Saturday, 28 December 2024

AI-first banking is a mindset, not a technology

5 min read

By Suresh Shankar

Surging interest rates and increased digital adoption helped banks achieve a 14-year-high revenue growth of $345 billion in 2022, but in the face of tectonic shifts, banks cannot afford to rest on their laurels

  • Business model disruption is rising
  • Secular trends to modern tech stacks
  • Data and AI at the core of these shifts

Customers expect more than just digitised versions of existing products and services, and according to a May 2022 Salesforce report, about 73% of them want brands to understand and respond to their unique needs. This is the new age of relevance. Loyalty is fast fading, as customers demand more personalised choices. Banks that do not meet customer needs must prepare to face ‘critical ignoring’.  

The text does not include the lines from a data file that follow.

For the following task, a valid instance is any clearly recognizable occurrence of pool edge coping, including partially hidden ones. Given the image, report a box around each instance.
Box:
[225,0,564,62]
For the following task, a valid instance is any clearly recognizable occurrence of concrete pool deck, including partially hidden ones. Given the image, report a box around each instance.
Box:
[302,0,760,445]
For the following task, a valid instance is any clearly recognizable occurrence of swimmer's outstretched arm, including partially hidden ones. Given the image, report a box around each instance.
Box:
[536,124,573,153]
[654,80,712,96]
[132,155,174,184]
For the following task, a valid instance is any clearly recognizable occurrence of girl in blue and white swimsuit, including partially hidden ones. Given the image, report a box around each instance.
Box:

For banks, personalisation has become table stakes, representing risk as well as opportunity. The Asian Banker’s Emmanuel Daniel, author of The Great Transition: The Personalisation of Finance is Here said: “Almost all digital banks are not designed to make money even in the current regime. It will become worse as customers personalise finance.”

Banks could tap into the $800 billion potential incremental revenues generated by the personalisation revolution. Or lose the same numbers.

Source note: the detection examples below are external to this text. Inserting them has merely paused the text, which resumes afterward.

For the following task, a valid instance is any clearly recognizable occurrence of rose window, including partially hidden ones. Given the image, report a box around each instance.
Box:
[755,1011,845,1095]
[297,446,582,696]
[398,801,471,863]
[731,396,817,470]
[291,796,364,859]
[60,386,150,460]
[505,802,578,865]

Business model disruption is rising

Mike Lazaridis, founder of Blackberry, predicted the emergence of super-apps back in 2010, when he suggested “imagining a digital shopping mall of sorts, with convenience as the key selling feature”. This has gone from vision to reality in 12 years.

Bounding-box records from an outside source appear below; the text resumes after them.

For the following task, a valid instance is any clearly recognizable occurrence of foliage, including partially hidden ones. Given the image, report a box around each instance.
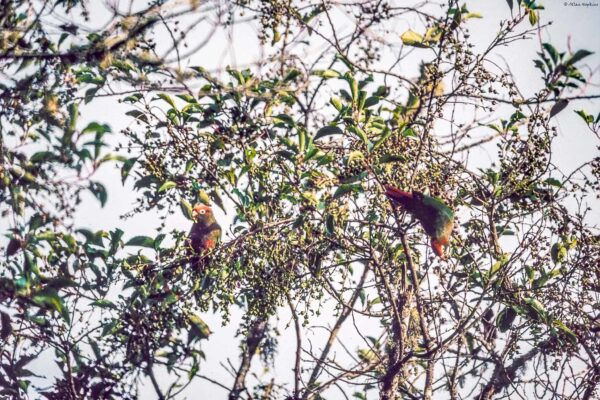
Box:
[0,0,600,399]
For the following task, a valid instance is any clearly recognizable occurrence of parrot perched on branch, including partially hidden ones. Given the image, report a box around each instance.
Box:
[385,185,454,260]
[187,204,221,254]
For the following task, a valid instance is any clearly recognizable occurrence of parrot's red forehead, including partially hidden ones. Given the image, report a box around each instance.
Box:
[193,204,212,215]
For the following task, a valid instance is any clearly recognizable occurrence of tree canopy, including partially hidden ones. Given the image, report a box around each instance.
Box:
[0,0,600,400]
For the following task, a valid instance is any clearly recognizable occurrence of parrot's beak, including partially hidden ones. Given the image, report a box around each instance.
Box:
[431,239,446,260]
[192,205,200,220]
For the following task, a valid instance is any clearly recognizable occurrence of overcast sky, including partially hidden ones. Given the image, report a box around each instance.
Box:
[16,0,600,400]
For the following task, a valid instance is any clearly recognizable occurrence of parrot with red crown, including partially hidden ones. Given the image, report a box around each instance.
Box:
[385,185,454,260]
[187,204,221,265]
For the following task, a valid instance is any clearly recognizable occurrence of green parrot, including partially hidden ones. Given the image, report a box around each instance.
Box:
[385,185,454,260]
[187,204,221,260]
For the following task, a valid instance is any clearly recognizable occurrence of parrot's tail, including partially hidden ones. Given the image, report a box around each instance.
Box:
[385,185,413,207]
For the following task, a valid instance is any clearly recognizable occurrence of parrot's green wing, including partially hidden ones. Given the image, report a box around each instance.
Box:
[423,196,454,239]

Today, everyone wants to be a super-app. It is one of 2023’s top 10 strategic technology trends, according to Gartner. Global estimates show that 15 top super-apps—Gojek, Tata Neu and Grab, to name a few—have 2.68 billion monthly active users. Gartner predicts that by 2027, more than 50% of the world will use a super-app every day.

Banks have to prepare for this future. They can choose to promote their own products or they can take the white-label route and embed digital financial services with the help of platforms. Another option is to go toe-to-toe with super-apps.

Many bankers say that banking is necessary, but banks are not. In a similar vein, the fintech revolution is here to stay, although individual fintechs may not be.

Secular trend towards modern tech stacks 

In the past year, banks were slated to spend around $623 billion on IT products and services. There have been a few emerging trends from this spending. According to the Harris Poll and IBV study: "A slight majority of companies have now embraced hybrid cloud (56%).”

With users embracing hybrid cloud as their model of choice, banks can maximise the flexibility and scalability of public cloud, while maintaining the security and latency of private networks.

Banks need to navigate a labyrinth of privacy regulations that other companies don’t bother with as much. Since the General Data Protection Regulation came into force in the European Union in 2018, countries like Australia, Switzerland and Thailand have enacted similar laws. Even tech giants are grappling with the growing calls for more regulation when it comes to consumer rights.

Regulators and governments across the world have woken up to the fact that their citizen’s data is an asset. They have picked up the pace on data localisation, ensuring that their consumer-citizen’s data is kept firmly within the geographical and regulatory limits they control.

Digital targeting is changing. Apple’s iOS update put users in control of their own data. Cookies and unique identifiers are out of favour, and first-party data is becoming more critical. This shifts power from platforms hawking third-party data solutions to enterprises harnessing their own first-party data. Each of these represents an opportunity and a challenge.

Data and AI are at the core of these shifts

Modern tech stacks throw off exponentially large amounts of data that enable better customer engagement that drives disruptive business models that provide even more data. 

The growing centrality of data and emerging trends in artificial intelligence (AI) means banks can scale faster and at a lower cost. They can now profile and engage customers better and innovate products and businesses. 

Banks need to harness the power of data and make it work to stay relevant. They must have the ability to use, ingest, curate and enrich data and build AI models for data monetisation—plug into any digital ecosystem and analyse their data, and convert these insights into compelling customer experiences. 

A bank is no slouch in collecting data. They get information from billions of wallet, banking, credit and debit card transactions each day across the globe. In India, Unified Payments Interface alone processes 10 billion transactions every month. It’s not just transactions—banks also collect a wealth of demographic, location, preference and other data.

However, when it comes to exploiting their data asset, far too often banks are their own slowest-mover enemy. They operate traditionally with ineffective data silos, a lack of accurate, high-quality enriched data, and a ‘we can do it all and this is my core differentiator’ mindset. They risk repeating what happened over the last decade in digital—and lose ground to fast-paced AI-first companies.

They need to think differently and focus on accelerating value from data. McKinsey estimates that being AI-first can drive up to $1 trillion in new value every year. And this starts with their mindset.

 

Suresh V Shankar is the founder and CEO of Crayon Data, an AI, big data and analytics company, headquartered in Singapore.